There is a well-known anecdote about 50 words to describe snow in Aleuts language, which is actually a myth. But anyway any language follow the society needs and adapts in no time.
I am going to write a series of the posts about words that are interesting for me. (Even though whatever I want to write a series I always fail).
There are many reasons why language adapts, for instance
– When you prohibit people call a spade a spade, they have to invent a new way to use the same notion, “person of color” for example.
– Sometimes people have to create new words just to please some group. The vast amount of invented feminitives is a good example.
Politcorrectness and feminism are two mainstreams in U.S. society as it seems to me, that’s why they must have the significant impact on the language.
I want to illustrate both my today’s words with two short videos.
First one from a brilliant show Silicon Valey.
Actually, in it, Erlich mentioned both my chosen words mansplaining and condensing.
I’ve never heard the second one in a live dialogue before we started to discuss the appropriate form of giving your opinion for code-review on my job.
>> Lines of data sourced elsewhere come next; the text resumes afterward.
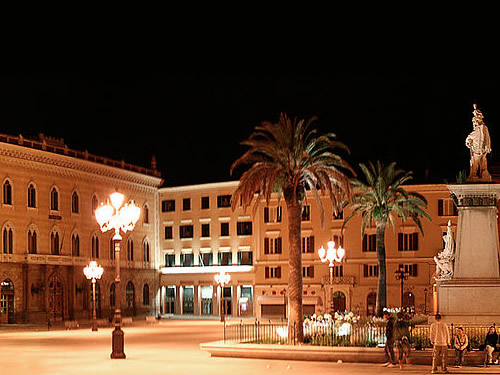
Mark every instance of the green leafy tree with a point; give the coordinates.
(380, 200)
(289, 158)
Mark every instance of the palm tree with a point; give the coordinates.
(288, 158)
(380, 200)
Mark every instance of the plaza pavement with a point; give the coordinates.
(170, 347)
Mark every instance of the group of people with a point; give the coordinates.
(398, 335)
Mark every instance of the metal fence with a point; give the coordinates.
(346, 334)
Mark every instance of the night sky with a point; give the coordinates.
(194, 123)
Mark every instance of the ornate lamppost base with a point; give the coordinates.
(118, 344)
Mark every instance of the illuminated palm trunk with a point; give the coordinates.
(295, 313)
(382, 273)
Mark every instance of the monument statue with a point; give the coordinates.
(444, 260)
(479, 143)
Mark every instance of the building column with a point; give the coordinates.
(196, 300)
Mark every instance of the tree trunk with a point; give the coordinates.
(295, 311)
(382, 272)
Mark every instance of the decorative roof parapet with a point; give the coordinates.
(57, 146)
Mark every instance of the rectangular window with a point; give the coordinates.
(407, 241)
(338, 215)
(370, 270)
(187, 260)
(446, 207)
(168, 205)
(186, 231)
(205, 230)
(206, 259)
(205, 203)
(412, 269)
(308, 271)
(369, 242)
(272, 214)
(308, 244)
(186, 204)
(338, 270)
(225, 259)
(244, 228)
(273, 272)
(244, 258)
(223, 201)
(169, 260)
(224, 229)
(306, 213)
(169, 233)
(272, 245)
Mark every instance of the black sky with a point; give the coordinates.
(194, 123)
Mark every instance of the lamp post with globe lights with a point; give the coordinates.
(332, 255)
(222, 279)
(93, 272)
(117, 216)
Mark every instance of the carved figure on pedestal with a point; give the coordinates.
(479, 143)
(444, 260)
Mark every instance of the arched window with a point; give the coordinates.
(145, 251)
(339, 301)
(145, 294)
(8, 240)
(7, 192)
(129, 295)
(409, 299)
(75, 203)
(145, 214)
(54, 199)
(130, 250)
(371, 302)
(75, 245)
(54, 243)
(111, 248)
(95, 247)
(112, 295)
(31, 196)
(32, 241)
(95, 204)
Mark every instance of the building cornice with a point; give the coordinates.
(70, 166)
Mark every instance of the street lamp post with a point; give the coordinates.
(331, 255)
(402, 275)
(93, 272)
(222, 279)
(116, 216)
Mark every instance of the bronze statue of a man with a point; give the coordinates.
(479, 143)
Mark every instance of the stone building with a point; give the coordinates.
(49, 232)
(201, 235)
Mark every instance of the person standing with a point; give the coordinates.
(440, 340)
(490, 343)
(389, 343)
(460, 342)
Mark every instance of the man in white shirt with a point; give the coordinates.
(440, 339)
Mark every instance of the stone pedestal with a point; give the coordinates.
(473, 293)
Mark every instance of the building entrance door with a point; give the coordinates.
(56, 301)
(188, 300)
(7, 302)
I didn’t understand it at first, so I had to google it and run into another video.
But the problem with the video for me that it marked “wrong” behavior but not presenting the right one. That’s why I have a few questions for you.
– How would you continue the last video? Give me the right way of saying “you were supposed to have known this and that if you came here.”, please.
– Is there a mirrored word for Mansplaining? Something for marking a process when a woman explain something to a man, and he is already aware of it.
– Why do we need a particular word to label the gender of a speaking person? As far as I know, we use “tell” and “say” with “mantell” and “womensay”, what is the difference with the previous case?